Von der Sehnsucht nach dem Licht*

* Das Flugblatt, das unter dieser  Überschrift am  13. Dezemberr 2021 anstelle eines durch Verbote und Maßnahmen leider verhinderten Straßengottesdienstes veröffentlicht wurde, kann auf meiner Domain www.wb2020.de eingesehen werden.

Eine sächsische Kleinstadt. Das Rathaus, die Musikschule, das Theater, auch die Kirche –  so ein Theater! – haben  aus Protest gegen die Montagsdemonstration das Licht ausgemacht im Advent.

Wo ist nun die Finsternis, und wo das Licht?

Licht und Finsternis: Trostworte aus Jesaja                                                     

Mache dich auf, werde licht; denn dein Licht kommt, und die Herrlichkeit des Herrn geht auf über dir! Denn siehe, Finsternis bedeckt das Erdreich und Dunkel die Völker; aber über Dir geht auf der Herr und seine Herrlichkeit erscheint über dir.                                                                                                Jes 60, 1 – 2

Denn so spricht der Herr, der Hohe und Erhabene, der ewig wohnt, dessen Name heilig ist: Ich wohne in der Höhe und im Heiligtum und bei denen, die zerschlagenen und demütigen Geistes sind, auf dass ich erquicke den Geist der Gedemütigten und das Herz der Zerschlagenen.                                       Jes 57, 15

Weh denen, die Böses gut und Gutes böse nennen, die aus Finsternis Licht und aus Licht Finsternis machen, die aus sauer süß und aus süß sauer machen.
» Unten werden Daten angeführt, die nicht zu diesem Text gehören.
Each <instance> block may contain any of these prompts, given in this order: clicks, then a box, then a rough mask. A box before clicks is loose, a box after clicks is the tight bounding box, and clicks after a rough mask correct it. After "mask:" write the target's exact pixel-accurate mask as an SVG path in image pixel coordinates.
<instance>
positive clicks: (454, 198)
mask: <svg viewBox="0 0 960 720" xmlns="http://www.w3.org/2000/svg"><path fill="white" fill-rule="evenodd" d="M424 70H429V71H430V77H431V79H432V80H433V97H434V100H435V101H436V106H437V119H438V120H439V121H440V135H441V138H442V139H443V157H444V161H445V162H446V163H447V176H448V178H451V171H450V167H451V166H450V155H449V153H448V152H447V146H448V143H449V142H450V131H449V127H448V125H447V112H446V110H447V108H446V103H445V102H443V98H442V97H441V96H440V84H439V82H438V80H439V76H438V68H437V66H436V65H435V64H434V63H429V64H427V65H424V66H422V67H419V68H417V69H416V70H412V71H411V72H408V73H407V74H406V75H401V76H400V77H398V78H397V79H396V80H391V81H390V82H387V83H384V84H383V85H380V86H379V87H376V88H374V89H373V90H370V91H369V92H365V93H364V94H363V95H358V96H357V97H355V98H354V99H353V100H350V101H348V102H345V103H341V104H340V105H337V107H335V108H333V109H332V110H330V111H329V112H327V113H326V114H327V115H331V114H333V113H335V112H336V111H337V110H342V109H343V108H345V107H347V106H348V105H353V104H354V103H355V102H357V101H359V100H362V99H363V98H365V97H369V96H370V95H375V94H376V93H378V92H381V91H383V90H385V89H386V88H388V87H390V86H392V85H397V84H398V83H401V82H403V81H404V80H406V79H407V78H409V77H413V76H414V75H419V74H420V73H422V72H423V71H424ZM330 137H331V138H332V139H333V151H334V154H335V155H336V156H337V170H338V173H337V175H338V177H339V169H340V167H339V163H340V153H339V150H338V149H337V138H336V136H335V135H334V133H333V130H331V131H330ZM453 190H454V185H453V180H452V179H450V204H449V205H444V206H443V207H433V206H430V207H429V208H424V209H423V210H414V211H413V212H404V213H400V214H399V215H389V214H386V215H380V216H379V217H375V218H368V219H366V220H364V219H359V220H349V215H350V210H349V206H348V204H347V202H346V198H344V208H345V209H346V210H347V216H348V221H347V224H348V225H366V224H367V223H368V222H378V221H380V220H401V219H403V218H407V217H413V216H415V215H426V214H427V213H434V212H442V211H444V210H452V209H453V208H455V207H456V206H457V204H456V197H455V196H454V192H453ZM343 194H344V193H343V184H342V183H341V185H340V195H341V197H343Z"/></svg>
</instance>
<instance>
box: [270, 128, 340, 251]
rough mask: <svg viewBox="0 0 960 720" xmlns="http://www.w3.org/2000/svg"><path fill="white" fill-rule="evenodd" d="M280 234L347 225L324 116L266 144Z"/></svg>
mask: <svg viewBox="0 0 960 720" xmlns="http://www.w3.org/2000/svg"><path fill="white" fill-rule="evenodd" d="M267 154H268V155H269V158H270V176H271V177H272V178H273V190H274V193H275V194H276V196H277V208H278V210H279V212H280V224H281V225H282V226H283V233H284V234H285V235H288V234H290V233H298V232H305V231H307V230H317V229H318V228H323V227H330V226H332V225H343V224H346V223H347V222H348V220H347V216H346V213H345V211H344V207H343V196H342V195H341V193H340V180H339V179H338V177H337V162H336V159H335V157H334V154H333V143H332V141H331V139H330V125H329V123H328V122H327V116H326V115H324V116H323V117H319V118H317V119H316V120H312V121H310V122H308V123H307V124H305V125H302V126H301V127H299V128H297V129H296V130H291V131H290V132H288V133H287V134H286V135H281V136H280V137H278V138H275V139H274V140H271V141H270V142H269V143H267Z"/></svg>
                                                                                 Jes 5, 20

Fürchte dich nicht, ich bin mit dir; weiche nicht, denn ich bin dein Gott. Ich stärke dich, ich helfe dir auch, ich halte dich durch die rechte Hand meiner Gerechtigkeit.                                                                                           Jes 41, 10

Das Volk, das im Finstern wandelt, sieht ein großes Licht, und über denen, die da wohnen im finsteren Lande, scheint es hell.         Jes 9, 1

13. / 30. Dez. 2021

Von den Holzwegen des Denkens. Bemerkung zu Peter Sloterdijk

Peter Sloterdijk: Der Staat streift seine Samthandschuhe ab. Ausgewählte Gespräche und Beiträge 2020 – 2021, Berlin: Suhrkamp, 2021

Holzwege sind Zweckwege, sie erfüllen eine Zeit lang ihren Zweck, dienen als Zufahrts- und Abfahrtswege der Ernte und dem Abtransport des Holzes, bevor sie zu Sackgassen werden, zu Holzwegen, die keine Fortsetzung haben und nirgendwohin führen. Aber immerhin bewegt man sich da im Walde und nicht nur in Gedanken-gebäuden, in denen keiner wirklich wohnen mag.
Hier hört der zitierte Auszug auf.